Il faut s’enfoncer un peu dans le verger en régie biologique pour découvrir un paysage peu commun au Québec : sept vaches, s’étirant le cou à l’occasion pour mâcher l’extrémité d’une branche de pommier, y ont leurs quartiers, à l’année. Elles évoluent sur une parcelle clôturée d’une superficie d’un peu plus d’un hectare.
« C’est une approche agroécologique optimale. Je pense qu’il n’y a pas mieux comme système en ce moment. La fertilisation est gratuite, le fauchage aussi », lance le producteur, diplômé en agronomie.

Ce système, Marc-Antoine Arsenault-Chiasson l’expérimente depuis quatre ans. Il a commencé avec deux vaches sur un « espace test » de 0,2 ha. La productivité des vieux pommiers qui s’y trouvent déclinait. Plutôt que de les arracher, comme plusieurs le recommandaient, le producteur s’est inspiré de fermes cidricoles françaises, en Normandie, où les animaux pâturent parmi les pommiers.

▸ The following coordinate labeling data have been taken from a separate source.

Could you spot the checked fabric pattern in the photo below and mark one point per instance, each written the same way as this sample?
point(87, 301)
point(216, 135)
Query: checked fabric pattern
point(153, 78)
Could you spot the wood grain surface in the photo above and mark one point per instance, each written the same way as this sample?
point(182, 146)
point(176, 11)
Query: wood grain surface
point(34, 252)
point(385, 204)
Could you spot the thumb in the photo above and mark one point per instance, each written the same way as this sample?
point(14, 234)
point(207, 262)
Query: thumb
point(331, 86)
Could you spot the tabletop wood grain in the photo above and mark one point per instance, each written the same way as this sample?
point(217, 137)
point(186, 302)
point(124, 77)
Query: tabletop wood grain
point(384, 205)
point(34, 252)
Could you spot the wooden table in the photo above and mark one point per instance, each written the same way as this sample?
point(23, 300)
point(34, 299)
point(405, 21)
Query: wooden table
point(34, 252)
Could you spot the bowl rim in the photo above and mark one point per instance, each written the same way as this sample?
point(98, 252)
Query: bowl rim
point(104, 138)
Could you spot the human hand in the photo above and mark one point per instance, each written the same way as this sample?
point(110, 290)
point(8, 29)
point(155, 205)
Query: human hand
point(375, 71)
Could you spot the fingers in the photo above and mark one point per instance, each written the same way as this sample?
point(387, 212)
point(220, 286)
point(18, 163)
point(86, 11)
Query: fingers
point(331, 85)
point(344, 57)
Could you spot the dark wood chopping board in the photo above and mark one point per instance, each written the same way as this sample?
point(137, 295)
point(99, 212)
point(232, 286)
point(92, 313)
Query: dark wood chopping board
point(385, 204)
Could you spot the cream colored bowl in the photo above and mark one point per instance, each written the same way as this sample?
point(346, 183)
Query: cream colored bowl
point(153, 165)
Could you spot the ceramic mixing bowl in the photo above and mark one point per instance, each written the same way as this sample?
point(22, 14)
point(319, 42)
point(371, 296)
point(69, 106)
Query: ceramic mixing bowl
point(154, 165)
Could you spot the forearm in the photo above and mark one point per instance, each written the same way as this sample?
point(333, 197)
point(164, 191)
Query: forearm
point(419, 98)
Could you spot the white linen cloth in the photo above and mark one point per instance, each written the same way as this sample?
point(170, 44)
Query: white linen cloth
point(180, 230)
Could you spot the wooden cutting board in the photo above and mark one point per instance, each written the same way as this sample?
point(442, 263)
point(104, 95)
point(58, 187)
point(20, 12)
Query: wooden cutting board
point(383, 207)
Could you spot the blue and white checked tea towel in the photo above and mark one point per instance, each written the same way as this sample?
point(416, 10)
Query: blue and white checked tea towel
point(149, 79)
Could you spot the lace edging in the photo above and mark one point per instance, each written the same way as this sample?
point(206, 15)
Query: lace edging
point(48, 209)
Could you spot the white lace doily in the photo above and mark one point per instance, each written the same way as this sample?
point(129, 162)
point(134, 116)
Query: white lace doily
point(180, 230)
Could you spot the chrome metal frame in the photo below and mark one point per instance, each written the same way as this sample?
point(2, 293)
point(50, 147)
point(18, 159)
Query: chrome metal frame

Les résultats ne se sont pas fait attendre. « Deux ans après, les arbres ont explosé, lance-t-il. La vigueur, la santé et le rendement étaient au rendez-vous. Et ç’a un effet notable sur la qualité des pommes. La vie microbienne, le fumier, les mouches : il y a quelque chose qui se passe avec le biome que les vaches amènent. Il n’y a pas tant de recherche, parce que ce n’est pas un système populaire, mais, nous, on bet là-dessus. »
Deux pour un
Motivée par ces résultats, la Cidrerie Équinoxe a entrepris d’augmenter son cheptel cette année et de poursuivre l’expérience sur une parcelle d’un peu plus d’un hectare. La « parcelle test », elle, accueillera bientôt une vingtaine d’agneaux. Déjà, près de
200 canards vivent en liberté dans le verger, situé à proximité d’un étang.
Marc-Antoine Arsenault-Chiasson, qui a acquis la propriété d’une dizaine d’hectares avec sa conjointe, Audrey-Ann Lussier, en 2020, souhaite, à long terme, convertir en pâturage pratiquement l’ensemble du verger. Ce dernier est consacré en bonne partie à la transformation.
Car il n’y a pas que les arbres qui profitent de la présence des animaux, l’inverse s’observe aussi, dit-il. Les bœufs et canards élevés sur place offrent une qualité de viande « hallucinante ». Celle-ci est vendue à des restaurateurs, à la boutique de la cidrerie ou se retrouve dans les poutines au bœuf braisé et canards confits offerts sur place, au bistro.
Le sylvopâturage permet ainsi au couple de producteurs d’ajouter la production animale à leur production primaire, la pomiculture. « Ça augmente la rentabilité à l’hectare sans être intensif dans les cultures », souligne le cidriculteur, également viticulteur depuis l’an dernier.

D’un point de vue technique, la présence des ruminants modifie la canopée dans les parcelles où ils se trouvent. Elle est beaucoup plus élevée à ces endroits, explique en outre M. Arsenault-Chiasson. La récolte devra ainsi être modifiée, voire mécanisée (en secouant les arbres), pour être plus efficace et rentable.
Une expérience semblable est par ailleurs réalisée depuis 2024 au Vignoble La Bauge, situé à Brigham, la municipalité voisine. Des moutons veillent à l’entretien du vignoble en broutant les herbes au pied des vignes, dans une approche de viticulture régénératrice. Cette année, 35 moutons et, une nouveauté, cinq cochons seront au travail.